5926. — À M. LE COMTE D’ARGENTAL.
27 février.

Mon cher ange, il y a des monstres, et ce Vergy est un des plus plats monstres qui aient jamais existé. Ses horribles impertinences[1] sont déjà oubliées pour jamais. C’est le sort de tous ces malheureux qui se croient quelque chose parce qu’ils ont appris à lire et à écrire, et qu’ils ne savent pas que la condition d’un honnête laquais est infiniment supérieure à leur état.

Je fais toujours d’humbles représentations au tyran du tripot. En vérité je commence à croire qu’il n’y a point d’autres fondements de vos querelles que la concurrence du pouvoir suprême. Il me paraît ulcéré de ce que je me suis adressé à vous, et non pas à lui, dans le temps que vous étiez à Paris, et lui à Bordeaux. J’ai nié fortement, j’ai soutenu que j’avais envoyé à Grandval, sous son bon plaisir, les provisions des dignités comiques. Ce procès ne finit point ; le tyran est toujours dans une colère à faire poutfer de rire. Je soutiens mon bon droit avec une véhémence douloureuse et pathétique ; et je ne désespère pas qu’à la fin mon innocence ne l’emporte sur sa tyrannie.

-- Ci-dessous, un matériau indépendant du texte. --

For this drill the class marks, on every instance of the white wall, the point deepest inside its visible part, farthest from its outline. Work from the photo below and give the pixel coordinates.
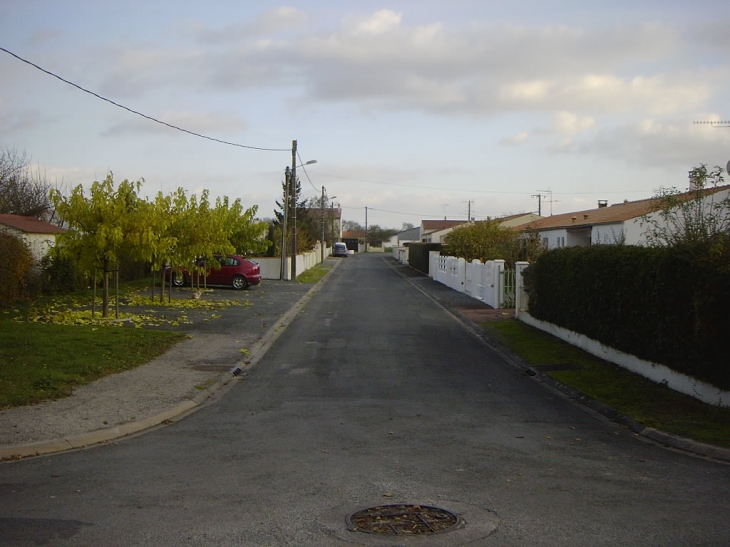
(656, 372)
(271, 266)
(39, 244)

Oserais-je vous supplier, mon divin ange, de dire à M. De Belloi combien je suis enchanté de son succès ? Vous souvenez-vous d’une Mlle de Choiseul, qui, étant près de mourir, et ne pouvant plus coucher avec son amant, pria une de ses amies de coucher avec le sien en sa présence, afin de voir deux heureux avant sa mort ? Je suis à peu près dans ce cas ; je baisse à un point que cela fait pitié. J’ai actuellement chez moi, pour me ragaillardir, un jeune M. de Villette[2] qui sait tous les vers qu’on ait jamais faits, et qui en fait lui-même ; qui chante, qui contrefait son prochain fort plaisamment, qui fait des contes, qui est pantomime, qui réjouirait jusqu’aux habitants de la triste Genève. Dieu m’a envoyé ce jeune homme pour me consoler dans mon dépérissement, et pour égayer ma décrépitude. Le nombre d’originaux qui me passent par les mains est inconcevable. Quand je considère les montagnes de neige dont je suis environné de tous côtés, je n’imagine pas comment les gens aimables peuvent aborder. Voilà assurément une drôle de destinée.

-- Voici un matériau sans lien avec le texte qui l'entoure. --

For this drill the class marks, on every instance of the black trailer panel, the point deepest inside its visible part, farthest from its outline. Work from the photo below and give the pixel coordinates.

Avouez-moi donc que Mme d’Argental ne tousse plus. Tout le monde tousse dans mon pays. Nous sommes en Sibérie l’hiver, et à Naples l’été.

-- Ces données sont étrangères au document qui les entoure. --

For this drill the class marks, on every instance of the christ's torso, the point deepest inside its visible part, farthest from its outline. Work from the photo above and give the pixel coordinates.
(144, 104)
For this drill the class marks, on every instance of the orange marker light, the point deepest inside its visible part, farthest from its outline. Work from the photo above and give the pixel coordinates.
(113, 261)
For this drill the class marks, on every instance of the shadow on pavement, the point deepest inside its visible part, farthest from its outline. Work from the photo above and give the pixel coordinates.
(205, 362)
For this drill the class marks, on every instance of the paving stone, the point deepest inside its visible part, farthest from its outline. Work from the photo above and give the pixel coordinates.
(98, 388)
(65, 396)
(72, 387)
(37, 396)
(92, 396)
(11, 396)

J’ai été bien attendri du Mémoire d’Élie[3]. J’espère que David payera pour le parlement de Toulouse. Tous les David[4] m’ont toujours paru de méchantes gens. Savez-vous bien que j’ai encore sur les bras une aventure pareille[5] ? Mais comme on n’a été roué cette fois-ci qu’en effigie, et qu’il n’y a qu’une famille entière réduite à la dernière misère, cela ne vaut pas la peine qu’on en parle.

Je rends grâce à M. Marin d’avoir renvoyé mes secrets[6] en Hollande : je crois que son respect pour vous n’y a pas peu contribué.

Mes divins anges, respect et tendresse.

Je crains toujours que mon maudit curé ne me joue quelque tour pour mes dîmes.

  1. Vovez la lettre 5912.
  2. Charles, marquis de Villette, né à Paris le 4 décembre 1736, épousa en 1777 Mlle de Varicourt, que Voltaire appelait Belle et bonne, fut député à la Convention nationale en 1792, et mourut le 9 juillet 1793. On a de lui quelques écrits.
  3. Mémoire pour dame Anne-Rose Cabibel, veuve Calas, et pour ses enfants ; voyez le n° xiii de la note, tome XXIV, page 366.
  4. Depuis le roi David jusqu’à David le libraire ; voyez la note, tome XLII, page 431.
  5. Celle des Sirven ; voyez tome XXV, page 517.
  6. Les Lettres secrètes, publiées par Robinet (voyez tome XXV, page 59, et XXVI, 135), et au sujet desquelles Voltaire avait écrit à Marin (voyez lettre 5829), qui, censeur royal et de la police, et secrétaire général de la librairie de France, avait, comme on voit, les moyens d’empêcher la vente publique de l’ouvrage en France.